Conservatives in Florida were aghast: State documents said that Gov. Jeb Bush and other overseers of Florida's pension system had shifted retirees' money into a company called Movie Gallery, one of the largest film rental firms in America. Most of the titles were standard comedy and action fare, but a fraction were X-rated titles.

In short, the state of Florida was investing taxpayer money in pornography.

Bush recently released 280,000 emails from his two terms as governor, and buried in the trove are exchanges about the Movie Gallery investment that highlight the tension between Bush’s stance as a firm social conservative and his readiness to align himself with the Republican Party’s pro-businesses sensibilities -- even at the cost of right-wing ideals.

“Have you people lost your minds?” one outraged voter wrote in an email to Bush and the State Board of Administration (SBA), which made the investment. Another angry voter emailed that pornography was “enslaving men and women to its addiction.”

But Bush, then the highest-profile trustee of the board that oversees Florida’s $149 billion pension system, was unmoved by conservatives’ outrage, and maintained the investment. In one of the newly surfaced emails, the SBA’s director told an angry Floridian that the state could not take investment advice from “various constituency groups.” The Bush administration would not let political ideology shape pension decisions, the director explained, saying the state’s pension trustees were “required to act solely in the best interest of the [pension] beneficiaries.”

With right-wing heroes like Mike Huckabee, Ted Cruz and Rick Santorum moving to enter the 2016 presidential race, Bush's backers are working to present the former Florida governor as a reliable conservative. They note that he publicly opposed same-sex marriage, funded crisis pregnancy centers and backed proposals to fund vouchers for private and religious schools.

That characterization, however, was in dispute in 2005, when the American Family Association caught wind of the Bush administration’s decision to purchase more than 47,000 shares of Movie Gallery while the firm made pornography available to its customers.

In a mass email, AFA founder Donald Wildmon touted his group’s new website www.stopmoviegalleryporn.com, and urged the AFA’s 200,000 members to sign a petition and express their anger at Bush for moving $1.3 million of state money into the company.

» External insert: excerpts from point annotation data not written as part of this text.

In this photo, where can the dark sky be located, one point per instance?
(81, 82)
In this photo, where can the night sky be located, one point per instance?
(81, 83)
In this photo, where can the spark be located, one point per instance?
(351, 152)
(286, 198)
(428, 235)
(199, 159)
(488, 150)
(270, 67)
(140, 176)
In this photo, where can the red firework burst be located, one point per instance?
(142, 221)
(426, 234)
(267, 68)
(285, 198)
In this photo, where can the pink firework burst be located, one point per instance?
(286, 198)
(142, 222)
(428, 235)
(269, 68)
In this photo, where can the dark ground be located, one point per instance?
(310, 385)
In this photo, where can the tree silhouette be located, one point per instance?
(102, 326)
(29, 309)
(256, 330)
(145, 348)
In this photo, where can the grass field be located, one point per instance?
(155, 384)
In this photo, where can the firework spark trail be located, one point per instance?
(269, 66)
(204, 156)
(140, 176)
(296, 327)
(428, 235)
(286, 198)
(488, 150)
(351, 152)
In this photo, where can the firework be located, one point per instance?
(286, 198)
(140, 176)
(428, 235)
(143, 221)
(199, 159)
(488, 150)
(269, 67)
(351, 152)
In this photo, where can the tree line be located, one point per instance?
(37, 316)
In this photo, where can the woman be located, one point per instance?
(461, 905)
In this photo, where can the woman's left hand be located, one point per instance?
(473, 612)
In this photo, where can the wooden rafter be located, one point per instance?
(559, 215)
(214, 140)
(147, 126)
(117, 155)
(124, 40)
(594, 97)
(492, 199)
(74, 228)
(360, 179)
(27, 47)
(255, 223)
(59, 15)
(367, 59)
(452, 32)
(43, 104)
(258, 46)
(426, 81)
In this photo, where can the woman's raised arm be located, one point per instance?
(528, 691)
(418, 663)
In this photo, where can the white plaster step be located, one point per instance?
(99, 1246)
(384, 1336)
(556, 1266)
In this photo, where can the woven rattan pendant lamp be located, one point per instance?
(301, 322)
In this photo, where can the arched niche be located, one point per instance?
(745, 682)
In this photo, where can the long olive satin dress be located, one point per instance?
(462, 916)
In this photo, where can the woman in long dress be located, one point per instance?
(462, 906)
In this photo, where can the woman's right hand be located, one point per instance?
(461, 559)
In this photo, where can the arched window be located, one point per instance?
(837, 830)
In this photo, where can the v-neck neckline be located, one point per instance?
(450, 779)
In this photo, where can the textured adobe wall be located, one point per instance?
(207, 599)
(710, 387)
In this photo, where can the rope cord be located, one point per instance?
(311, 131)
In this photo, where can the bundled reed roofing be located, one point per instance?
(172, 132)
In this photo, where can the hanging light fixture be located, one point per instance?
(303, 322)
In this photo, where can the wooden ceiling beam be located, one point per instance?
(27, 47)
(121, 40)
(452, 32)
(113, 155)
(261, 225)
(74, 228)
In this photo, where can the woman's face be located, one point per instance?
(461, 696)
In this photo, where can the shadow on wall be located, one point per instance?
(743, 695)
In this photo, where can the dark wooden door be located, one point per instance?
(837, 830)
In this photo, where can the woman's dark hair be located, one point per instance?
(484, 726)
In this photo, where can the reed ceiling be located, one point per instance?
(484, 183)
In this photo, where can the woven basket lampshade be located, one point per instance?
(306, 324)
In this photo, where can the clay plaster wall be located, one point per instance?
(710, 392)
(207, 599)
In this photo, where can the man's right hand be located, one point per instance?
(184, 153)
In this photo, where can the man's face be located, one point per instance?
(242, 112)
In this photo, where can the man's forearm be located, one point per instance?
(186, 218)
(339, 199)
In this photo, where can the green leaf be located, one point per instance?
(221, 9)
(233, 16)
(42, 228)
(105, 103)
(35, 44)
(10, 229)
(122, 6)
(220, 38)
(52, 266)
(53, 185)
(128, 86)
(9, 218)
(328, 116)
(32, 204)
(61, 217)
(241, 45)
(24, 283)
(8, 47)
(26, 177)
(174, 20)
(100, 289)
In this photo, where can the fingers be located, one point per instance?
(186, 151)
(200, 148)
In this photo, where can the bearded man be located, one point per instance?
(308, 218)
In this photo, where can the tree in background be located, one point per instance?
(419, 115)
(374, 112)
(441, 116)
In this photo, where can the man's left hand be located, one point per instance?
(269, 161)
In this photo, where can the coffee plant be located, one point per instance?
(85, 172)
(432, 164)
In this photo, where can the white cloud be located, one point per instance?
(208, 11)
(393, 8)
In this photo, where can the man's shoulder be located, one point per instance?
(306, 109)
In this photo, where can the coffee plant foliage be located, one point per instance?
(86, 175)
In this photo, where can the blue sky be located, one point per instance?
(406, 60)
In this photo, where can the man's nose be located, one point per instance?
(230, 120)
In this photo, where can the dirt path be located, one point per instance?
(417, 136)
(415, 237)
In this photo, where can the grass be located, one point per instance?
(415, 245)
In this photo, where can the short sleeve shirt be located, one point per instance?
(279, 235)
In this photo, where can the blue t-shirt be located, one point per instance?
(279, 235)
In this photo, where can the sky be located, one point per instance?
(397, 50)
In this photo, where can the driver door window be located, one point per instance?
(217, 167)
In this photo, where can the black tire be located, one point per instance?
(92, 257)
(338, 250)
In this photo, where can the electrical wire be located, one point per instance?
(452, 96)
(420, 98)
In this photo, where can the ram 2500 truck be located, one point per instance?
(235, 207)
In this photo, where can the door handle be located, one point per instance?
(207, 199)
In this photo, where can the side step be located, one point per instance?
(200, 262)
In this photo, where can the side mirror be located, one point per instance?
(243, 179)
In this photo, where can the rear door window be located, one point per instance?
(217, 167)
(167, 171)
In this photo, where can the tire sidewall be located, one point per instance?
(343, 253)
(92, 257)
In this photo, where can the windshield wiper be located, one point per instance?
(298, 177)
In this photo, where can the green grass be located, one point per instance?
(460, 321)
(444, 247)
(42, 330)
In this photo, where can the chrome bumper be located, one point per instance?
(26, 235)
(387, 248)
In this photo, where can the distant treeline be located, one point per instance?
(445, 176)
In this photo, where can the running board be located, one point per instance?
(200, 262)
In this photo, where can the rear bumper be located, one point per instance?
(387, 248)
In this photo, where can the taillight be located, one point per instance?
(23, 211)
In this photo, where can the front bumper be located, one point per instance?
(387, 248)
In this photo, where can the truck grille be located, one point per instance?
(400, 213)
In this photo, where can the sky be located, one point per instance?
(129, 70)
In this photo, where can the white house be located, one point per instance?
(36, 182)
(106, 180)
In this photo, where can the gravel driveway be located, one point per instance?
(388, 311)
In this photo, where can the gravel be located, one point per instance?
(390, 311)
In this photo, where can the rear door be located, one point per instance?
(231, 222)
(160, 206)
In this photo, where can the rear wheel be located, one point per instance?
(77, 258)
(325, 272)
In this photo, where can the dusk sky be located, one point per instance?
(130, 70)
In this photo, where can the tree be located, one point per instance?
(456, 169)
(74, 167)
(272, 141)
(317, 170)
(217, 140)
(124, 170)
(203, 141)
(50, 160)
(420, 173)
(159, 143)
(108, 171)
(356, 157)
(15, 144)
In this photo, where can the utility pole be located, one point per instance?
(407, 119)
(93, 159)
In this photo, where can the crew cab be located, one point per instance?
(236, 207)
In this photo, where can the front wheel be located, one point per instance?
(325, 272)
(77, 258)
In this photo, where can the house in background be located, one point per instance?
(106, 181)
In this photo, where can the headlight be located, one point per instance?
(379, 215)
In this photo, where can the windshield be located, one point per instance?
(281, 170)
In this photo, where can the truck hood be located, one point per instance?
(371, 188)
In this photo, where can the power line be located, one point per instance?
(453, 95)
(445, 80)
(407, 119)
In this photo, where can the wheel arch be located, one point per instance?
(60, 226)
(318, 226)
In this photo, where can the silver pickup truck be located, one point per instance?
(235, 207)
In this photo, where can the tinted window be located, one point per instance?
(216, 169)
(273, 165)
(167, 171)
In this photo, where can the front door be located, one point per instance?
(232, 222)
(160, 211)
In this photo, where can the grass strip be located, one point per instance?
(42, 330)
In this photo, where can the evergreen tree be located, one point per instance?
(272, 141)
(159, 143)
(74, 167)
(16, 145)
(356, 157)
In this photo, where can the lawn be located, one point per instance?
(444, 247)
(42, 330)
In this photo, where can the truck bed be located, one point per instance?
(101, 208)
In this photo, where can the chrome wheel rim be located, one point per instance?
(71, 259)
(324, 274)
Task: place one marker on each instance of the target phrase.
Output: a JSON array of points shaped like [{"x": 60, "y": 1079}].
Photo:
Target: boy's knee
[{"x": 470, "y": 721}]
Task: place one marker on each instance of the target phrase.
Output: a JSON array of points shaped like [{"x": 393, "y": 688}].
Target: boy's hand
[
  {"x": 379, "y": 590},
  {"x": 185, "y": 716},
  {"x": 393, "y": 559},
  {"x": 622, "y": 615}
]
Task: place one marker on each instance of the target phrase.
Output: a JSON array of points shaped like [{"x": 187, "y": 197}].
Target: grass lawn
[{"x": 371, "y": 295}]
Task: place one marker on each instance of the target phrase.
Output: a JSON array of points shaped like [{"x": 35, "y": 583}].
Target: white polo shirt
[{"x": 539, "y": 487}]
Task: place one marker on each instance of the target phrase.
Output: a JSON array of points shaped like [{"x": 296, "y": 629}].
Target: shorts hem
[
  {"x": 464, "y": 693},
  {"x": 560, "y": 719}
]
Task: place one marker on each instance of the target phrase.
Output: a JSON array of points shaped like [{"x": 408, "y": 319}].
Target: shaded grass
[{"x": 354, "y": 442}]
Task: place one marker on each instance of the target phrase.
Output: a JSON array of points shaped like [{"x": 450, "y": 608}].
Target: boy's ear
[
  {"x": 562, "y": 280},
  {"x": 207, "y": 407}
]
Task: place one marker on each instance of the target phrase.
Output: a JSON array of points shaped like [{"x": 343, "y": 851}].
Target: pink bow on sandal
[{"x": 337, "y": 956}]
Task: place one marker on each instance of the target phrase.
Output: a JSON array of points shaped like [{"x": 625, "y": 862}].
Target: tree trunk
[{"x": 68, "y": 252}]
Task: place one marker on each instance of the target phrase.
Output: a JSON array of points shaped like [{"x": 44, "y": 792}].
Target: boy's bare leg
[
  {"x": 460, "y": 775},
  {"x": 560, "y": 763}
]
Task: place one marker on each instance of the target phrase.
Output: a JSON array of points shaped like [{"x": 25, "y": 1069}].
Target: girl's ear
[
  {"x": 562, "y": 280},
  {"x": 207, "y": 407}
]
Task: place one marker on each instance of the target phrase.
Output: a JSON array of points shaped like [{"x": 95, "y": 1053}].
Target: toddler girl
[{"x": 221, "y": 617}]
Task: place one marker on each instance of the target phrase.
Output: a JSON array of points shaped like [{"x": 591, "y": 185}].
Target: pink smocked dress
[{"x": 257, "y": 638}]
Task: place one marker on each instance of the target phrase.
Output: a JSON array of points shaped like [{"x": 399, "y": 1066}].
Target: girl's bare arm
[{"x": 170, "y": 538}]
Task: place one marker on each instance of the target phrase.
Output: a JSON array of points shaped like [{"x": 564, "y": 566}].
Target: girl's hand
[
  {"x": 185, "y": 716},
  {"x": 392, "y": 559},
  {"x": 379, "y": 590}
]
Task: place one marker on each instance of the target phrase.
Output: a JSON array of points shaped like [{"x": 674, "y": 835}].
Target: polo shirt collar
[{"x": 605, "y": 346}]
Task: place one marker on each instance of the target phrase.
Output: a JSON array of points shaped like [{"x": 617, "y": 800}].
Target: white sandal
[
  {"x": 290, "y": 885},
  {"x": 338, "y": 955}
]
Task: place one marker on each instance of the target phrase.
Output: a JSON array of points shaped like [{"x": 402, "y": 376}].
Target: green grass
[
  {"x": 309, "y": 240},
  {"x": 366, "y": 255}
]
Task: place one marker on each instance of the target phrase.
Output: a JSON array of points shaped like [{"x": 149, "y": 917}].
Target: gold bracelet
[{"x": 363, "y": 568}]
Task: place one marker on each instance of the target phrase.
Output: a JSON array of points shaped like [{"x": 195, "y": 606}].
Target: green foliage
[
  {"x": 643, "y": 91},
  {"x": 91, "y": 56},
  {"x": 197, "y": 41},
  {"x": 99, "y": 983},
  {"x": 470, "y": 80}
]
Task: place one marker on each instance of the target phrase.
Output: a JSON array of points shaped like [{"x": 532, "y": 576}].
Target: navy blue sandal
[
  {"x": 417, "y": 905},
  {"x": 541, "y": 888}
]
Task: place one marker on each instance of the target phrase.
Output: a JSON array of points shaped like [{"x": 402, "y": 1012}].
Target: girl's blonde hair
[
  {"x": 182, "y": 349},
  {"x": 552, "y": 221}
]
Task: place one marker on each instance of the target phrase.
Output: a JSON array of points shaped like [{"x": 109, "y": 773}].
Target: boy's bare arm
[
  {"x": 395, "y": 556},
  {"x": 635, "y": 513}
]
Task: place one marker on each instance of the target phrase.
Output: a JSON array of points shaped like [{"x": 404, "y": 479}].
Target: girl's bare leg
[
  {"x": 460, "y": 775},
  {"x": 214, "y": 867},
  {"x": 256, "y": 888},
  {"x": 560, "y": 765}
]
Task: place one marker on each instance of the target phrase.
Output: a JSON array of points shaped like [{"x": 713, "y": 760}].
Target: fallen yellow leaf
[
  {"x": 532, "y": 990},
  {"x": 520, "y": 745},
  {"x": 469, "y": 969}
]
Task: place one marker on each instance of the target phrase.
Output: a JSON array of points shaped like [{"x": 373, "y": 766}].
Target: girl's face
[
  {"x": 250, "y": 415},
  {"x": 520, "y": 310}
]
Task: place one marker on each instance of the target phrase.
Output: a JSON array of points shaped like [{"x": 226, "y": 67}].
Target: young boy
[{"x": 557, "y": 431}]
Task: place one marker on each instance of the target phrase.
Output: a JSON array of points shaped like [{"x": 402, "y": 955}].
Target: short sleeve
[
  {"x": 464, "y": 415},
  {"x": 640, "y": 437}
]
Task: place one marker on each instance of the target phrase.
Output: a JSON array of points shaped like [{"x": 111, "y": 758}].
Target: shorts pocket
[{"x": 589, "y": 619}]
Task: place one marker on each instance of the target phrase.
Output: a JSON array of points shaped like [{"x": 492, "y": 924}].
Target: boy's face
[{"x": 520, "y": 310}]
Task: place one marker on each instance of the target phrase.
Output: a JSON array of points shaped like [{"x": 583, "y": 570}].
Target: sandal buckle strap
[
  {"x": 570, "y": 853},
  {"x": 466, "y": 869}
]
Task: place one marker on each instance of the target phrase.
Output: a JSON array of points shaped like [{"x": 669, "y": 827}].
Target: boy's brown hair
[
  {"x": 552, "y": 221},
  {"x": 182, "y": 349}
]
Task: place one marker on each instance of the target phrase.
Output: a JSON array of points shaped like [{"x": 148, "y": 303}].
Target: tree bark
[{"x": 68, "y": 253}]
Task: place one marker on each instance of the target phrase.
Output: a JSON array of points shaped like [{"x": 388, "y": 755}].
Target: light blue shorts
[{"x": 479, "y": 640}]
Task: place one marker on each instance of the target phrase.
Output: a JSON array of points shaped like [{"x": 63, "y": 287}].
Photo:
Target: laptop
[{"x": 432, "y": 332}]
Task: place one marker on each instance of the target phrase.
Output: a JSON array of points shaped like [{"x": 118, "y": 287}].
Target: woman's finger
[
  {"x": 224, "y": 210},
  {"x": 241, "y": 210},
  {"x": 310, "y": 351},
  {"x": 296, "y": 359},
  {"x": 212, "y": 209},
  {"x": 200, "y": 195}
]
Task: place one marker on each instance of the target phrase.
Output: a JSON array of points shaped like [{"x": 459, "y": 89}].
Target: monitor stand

“Movie Gallery shades hundreds of its stores with ‘back rooms,’ filled with thousands of videos and magazines exhibiting morbid depictions of sex,” Wildmon wrote. “By investing in Movie Gallery stock, the state of Florida is giving its stamp of approval on hard-core porn. Tell the Florida Board of Administration to get out of the porn business by divesting itself of Movie Gallery stock.”

Bush advisers did not respond to International Business Times’ questions about the Movie Gallery investment. A spokesperson for the AFA declined an interview request and did not answer similar questions.

The SBA told IBTimes it held the Movie Gallery shares in an internally managed, passive investment fund that used the Russell 3000 stock index as a benchmark. The state ultimately sold its Movie Gallery shares in 2006 after the company was deleted from the index, SBA spokesman Dennis MacKee said.

Unlike some of his GOP rivals who have spent their out-of-office time promoting social conservative ideology, Bush went on to a lucrative Wall Street career, keeping a comparatively low profile on causes dear to the religious right. But as he has reemerged on the national stage for a 2016 run, his supporters say his time in office proves he can be trusted by the right.

“His record as governor of Florida was not that moderate; it was pretty darn conservative,” former South Carolina Republican Party Chairman Barry Wynn said.

Brian Ballard, a Florida lobbyist and Republican presidential fundraiser, echoed the sentiment, telling IBTimes that Bush is “militantly pro-life” and is “very, very conservative in his political views and in how he governed.”

To be sure, Bush is not the only potential Republican 2016 contender who has faced scrutiny for his stance on issues related to pornography. Former Texas Gov. Rick Perry was criticized during the last presidential campaign for having bought and sold between $5,000 and $10,000 worth of Movie Gallery stock in the past. Former Pennsylvania Sen. Rick Santorum, who touts his strict conservative morals, took heat during the 2012 campaign for accepting $12,000 in contributions as a senator from a cable company that decided to make hard-core pornography available on pay-per-view to its subscribers.

But neither Perry nor Santorum was snubbed by the Values Voter Summit last September in the way Bush was. At that gathering of social conservatives, only Bush was denied a speaking slot, illustrating the continuing strains between the Florida governor and the religious right.

Explaining the snub, the organizer of the event, Family Research Council head Tony Perkins, said Bush and New Jersey Gov. Chris Christie were “not on the top of the list in terms of what they are doing right now and whether or not it was relevant to the values voters and who they want to hear from.”